Jeremy nodded, disappointment flashing across his face. “Good luck. I hope everything’s okay.”

Shane cut across the gym, planning out a strategy. Should he go to Confessions and look for her truck first? Hell, why hadn’t he put a GPS tracker on the vehicle? Rookie oversight. The thought had him doing a one-eighty and marching back to Marz’s desk. Beckett had brought tracking devices with him, so Shane knew they had them. It was the work of a few minutes to find the box in which they were stored, then he took off again.

“Shane?” Jeremy called across the gym. “Wait.

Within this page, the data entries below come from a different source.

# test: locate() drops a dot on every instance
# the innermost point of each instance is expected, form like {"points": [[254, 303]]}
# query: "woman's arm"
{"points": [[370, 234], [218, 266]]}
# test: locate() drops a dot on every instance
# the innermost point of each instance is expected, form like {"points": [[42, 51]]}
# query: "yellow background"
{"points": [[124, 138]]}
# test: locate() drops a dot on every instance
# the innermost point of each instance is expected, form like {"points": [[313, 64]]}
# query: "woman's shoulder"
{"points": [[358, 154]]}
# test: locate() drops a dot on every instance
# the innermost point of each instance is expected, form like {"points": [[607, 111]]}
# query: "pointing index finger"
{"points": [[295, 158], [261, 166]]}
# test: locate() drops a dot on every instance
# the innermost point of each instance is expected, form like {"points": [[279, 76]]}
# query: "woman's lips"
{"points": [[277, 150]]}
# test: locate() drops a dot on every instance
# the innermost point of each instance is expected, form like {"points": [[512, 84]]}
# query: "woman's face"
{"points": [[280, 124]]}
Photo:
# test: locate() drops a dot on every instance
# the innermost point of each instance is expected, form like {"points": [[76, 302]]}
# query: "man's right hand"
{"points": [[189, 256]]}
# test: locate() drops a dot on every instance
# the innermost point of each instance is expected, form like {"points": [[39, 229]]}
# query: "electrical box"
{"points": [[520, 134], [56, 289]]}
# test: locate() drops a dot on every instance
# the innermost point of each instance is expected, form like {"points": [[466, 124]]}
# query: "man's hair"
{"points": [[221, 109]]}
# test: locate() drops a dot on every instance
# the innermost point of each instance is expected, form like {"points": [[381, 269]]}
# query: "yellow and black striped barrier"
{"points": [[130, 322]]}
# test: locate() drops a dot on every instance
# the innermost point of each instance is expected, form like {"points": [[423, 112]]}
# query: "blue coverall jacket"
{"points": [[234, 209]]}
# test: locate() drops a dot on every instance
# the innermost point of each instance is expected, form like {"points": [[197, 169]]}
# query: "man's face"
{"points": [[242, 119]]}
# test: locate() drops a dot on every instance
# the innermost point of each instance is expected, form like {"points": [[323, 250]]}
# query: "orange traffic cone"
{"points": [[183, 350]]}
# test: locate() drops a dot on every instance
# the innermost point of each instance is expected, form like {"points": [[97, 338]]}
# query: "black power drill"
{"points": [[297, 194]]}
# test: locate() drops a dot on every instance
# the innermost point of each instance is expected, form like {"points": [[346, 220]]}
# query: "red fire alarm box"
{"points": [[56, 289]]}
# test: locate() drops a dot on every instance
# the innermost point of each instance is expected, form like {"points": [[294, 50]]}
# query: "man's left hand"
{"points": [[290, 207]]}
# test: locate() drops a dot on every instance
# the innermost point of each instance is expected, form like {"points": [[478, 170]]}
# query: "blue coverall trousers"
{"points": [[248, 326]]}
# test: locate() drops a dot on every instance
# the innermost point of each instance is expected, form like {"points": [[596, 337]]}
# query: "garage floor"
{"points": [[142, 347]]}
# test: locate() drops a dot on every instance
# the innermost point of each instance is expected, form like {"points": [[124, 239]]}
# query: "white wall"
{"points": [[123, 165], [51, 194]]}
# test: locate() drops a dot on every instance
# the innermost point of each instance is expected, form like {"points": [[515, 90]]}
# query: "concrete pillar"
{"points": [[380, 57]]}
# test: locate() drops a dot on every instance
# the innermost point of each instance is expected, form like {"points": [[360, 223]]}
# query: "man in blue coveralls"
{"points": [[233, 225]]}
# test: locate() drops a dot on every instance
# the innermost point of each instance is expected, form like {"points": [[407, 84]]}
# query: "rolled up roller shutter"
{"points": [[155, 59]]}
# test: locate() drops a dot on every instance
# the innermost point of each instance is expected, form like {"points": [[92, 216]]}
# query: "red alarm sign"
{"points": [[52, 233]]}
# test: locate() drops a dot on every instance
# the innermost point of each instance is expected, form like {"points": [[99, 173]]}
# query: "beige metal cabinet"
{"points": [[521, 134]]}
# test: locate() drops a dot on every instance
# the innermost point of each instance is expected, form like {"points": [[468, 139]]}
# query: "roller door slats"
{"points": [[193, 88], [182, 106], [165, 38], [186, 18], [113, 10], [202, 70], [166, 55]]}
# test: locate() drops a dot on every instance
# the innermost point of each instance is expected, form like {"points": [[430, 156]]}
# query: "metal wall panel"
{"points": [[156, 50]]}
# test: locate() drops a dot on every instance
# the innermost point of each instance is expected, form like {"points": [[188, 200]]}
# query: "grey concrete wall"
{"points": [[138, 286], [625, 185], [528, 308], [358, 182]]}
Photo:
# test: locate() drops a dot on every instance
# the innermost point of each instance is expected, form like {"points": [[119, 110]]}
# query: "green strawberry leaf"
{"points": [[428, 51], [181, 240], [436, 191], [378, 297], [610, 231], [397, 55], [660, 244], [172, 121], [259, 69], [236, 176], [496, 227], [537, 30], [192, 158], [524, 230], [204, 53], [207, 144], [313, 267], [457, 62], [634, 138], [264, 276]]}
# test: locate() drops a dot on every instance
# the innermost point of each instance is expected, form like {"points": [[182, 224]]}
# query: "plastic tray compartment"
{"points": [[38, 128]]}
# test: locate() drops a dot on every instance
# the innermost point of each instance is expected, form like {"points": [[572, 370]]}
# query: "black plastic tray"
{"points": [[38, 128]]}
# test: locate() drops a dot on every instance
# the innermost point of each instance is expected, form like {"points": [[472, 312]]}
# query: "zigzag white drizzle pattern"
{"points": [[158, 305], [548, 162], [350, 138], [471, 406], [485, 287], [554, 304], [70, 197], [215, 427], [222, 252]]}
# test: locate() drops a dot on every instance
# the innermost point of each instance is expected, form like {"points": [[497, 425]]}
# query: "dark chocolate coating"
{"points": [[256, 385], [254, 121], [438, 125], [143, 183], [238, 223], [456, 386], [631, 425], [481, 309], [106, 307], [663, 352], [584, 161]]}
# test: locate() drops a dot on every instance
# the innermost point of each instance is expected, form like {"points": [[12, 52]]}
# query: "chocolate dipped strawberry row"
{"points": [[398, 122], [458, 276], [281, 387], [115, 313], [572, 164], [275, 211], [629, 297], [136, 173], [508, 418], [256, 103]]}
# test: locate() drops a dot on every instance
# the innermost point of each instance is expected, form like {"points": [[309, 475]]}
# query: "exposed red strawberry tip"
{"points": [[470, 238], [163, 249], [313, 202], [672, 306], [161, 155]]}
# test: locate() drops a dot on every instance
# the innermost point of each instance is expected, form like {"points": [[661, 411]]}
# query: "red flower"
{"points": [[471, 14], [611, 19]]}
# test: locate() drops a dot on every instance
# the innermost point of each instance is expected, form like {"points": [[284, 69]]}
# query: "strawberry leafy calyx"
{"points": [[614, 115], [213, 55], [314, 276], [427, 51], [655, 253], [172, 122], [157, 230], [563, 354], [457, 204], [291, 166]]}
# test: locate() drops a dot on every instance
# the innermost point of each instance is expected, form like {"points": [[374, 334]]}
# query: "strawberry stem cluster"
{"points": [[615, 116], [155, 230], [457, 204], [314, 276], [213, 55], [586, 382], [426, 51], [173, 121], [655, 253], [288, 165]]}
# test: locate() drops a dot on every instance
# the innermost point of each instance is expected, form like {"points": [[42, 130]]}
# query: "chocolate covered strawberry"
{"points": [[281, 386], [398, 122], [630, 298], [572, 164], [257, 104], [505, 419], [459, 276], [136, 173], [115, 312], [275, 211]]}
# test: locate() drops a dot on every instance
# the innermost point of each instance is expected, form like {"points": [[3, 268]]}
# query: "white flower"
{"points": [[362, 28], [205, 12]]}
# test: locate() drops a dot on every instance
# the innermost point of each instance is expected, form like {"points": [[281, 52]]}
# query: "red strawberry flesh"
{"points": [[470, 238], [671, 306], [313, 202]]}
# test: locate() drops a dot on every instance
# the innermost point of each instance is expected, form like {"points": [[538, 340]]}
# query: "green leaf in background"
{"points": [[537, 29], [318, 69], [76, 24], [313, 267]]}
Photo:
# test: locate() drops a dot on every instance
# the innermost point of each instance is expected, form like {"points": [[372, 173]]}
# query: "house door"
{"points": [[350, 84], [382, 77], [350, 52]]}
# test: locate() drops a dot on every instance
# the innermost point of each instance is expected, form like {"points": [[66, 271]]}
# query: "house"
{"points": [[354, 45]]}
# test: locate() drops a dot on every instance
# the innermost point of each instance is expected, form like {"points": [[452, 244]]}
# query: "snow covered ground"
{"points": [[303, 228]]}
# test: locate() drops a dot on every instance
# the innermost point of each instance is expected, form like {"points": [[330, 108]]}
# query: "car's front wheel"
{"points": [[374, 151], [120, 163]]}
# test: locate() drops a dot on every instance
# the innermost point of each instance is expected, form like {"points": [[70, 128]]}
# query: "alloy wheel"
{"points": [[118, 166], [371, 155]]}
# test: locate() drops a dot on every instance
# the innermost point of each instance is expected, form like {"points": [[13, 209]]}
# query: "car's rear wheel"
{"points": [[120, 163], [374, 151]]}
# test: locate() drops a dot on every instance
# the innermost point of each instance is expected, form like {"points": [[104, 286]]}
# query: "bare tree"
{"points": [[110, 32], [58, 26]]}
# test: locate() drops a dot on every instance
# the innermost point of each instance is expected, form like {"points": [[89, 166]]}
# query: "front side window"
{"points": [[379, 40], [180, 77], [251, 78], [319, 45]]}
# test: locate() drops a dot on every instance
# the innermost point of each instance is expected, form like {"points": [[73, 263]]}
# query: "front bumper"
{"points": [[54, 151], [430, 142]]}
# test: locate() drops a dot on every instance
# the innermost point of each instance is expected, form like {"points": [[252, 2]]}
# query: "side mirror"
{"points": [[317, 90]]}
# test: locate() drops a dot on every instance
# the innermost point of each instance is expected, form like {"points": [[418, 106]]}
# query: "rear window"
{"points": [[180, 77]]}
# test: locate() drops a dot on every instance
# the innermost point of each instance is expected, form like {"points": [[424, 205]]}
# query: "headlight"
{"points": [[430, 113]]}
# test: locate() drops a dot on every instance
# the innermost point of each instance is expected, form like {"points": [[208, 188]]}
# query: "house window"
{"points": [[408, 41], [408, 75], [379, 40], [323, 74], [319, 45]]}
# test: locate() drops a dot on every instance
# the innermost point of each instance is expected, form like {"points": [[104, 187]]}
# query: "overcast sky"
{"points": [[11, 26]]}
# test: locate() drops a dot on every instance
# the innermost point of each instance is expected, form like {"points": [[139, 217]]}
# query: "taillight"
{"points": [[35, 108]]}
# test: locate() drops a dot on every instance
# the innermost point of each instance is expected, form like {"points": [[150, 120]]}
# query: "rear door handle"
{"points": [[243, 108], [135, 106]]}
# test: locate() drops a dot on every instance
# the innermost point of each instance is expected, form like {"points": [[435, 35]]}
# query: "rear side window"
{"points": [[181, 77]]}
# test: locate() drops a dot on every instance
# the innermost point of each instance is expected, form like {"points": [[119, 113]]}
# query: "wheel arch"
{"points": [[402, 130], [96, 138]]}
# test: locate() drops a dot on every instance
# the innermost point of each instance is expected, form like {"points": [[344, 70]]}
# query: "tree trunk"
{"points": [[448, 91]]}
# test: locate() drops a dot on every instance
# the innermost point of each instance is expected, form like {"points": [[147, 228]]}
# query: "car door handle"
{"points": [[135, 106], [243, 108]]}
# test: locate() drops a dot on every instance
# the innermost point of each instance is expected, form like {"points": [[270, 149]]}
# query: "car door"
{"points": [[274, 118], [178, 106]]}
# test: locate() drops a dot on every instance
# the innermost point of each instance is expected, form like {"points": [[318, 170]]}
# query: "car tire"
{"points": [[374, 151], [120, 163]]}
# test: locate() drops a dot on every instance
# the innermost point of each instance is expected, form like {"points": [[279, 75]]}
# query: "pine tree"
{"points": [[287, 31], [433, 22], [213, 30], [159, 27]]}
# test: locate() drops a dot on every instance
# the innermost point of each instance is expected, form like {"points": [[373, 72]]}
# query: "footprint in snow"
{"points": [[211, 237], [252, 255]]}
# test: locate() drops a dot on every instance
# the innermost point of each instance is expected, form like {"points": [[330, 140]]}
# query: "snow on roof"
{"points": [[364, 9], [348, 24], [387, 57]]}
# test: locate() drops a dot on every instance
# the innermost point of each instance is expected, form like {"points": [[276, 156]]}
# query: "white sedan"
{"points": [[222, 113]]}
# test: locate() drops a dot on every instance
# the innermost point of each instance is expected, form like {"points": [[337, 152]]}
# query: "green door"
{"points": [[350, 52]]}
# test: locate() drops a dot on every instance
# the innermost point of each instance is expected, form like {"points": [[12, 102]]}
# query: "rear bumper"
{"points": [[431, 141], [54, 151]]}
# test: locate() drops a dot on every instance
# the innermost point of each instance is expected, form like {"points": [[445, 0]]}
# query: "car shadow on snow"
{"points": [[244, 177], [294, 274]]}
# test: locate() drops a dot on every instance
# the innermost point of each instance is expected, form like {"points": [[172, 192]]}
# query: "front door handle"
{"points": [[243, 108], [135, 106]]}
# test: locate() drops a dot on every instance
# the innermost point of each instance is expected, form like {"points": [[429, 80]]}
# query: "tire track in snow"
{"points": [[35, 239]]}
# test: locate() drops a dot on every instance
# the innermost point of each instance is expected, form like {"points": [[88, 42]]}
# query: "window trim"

Come here,” he said.

The growing alarm in the man’s voice hauled Shane back to the computer, back to the feed pouring through the speakers.

“I want this place searched top to bottom,” came a bitter male voice. One Shane recognized. Bruno, with that same suspicious, paranoid tone he’d had the night Shane had been there.

Shane’s gut twisted.

Something crashed. A scream.

“What the hell are you doing—” Another scream. “Get the fuck off me—” The sickening sound of a slap or a hit. The voice was so warped by fear and anger, Shane couldn’t tell if it belonged to Crystal or Jenna, but it didn’t matter.

“Jesus Christ,” Jeremy said. “What the hell are we listening to?”

Shane didn’t stick around to answer. Because he knew. That call he’d gotten hadn’t been from Crystal. Somehow, Bruno Ashe had gotten ahold of the burn phone he’d given her. And Shane’s calls had given the scumbag all the ammunition he’d needed to suspect Crystal of—what? Disloyalty? Cheating? Lying? Any of the above. All of the above.

He tore across the gym and into the Rixeys’ apartment. Much as impatience and urgency ripped through his gut, Shane needed backup, because Bruno hadn’t been alone. Shane’s entrance was so abrupt that everyone froze and looked at him.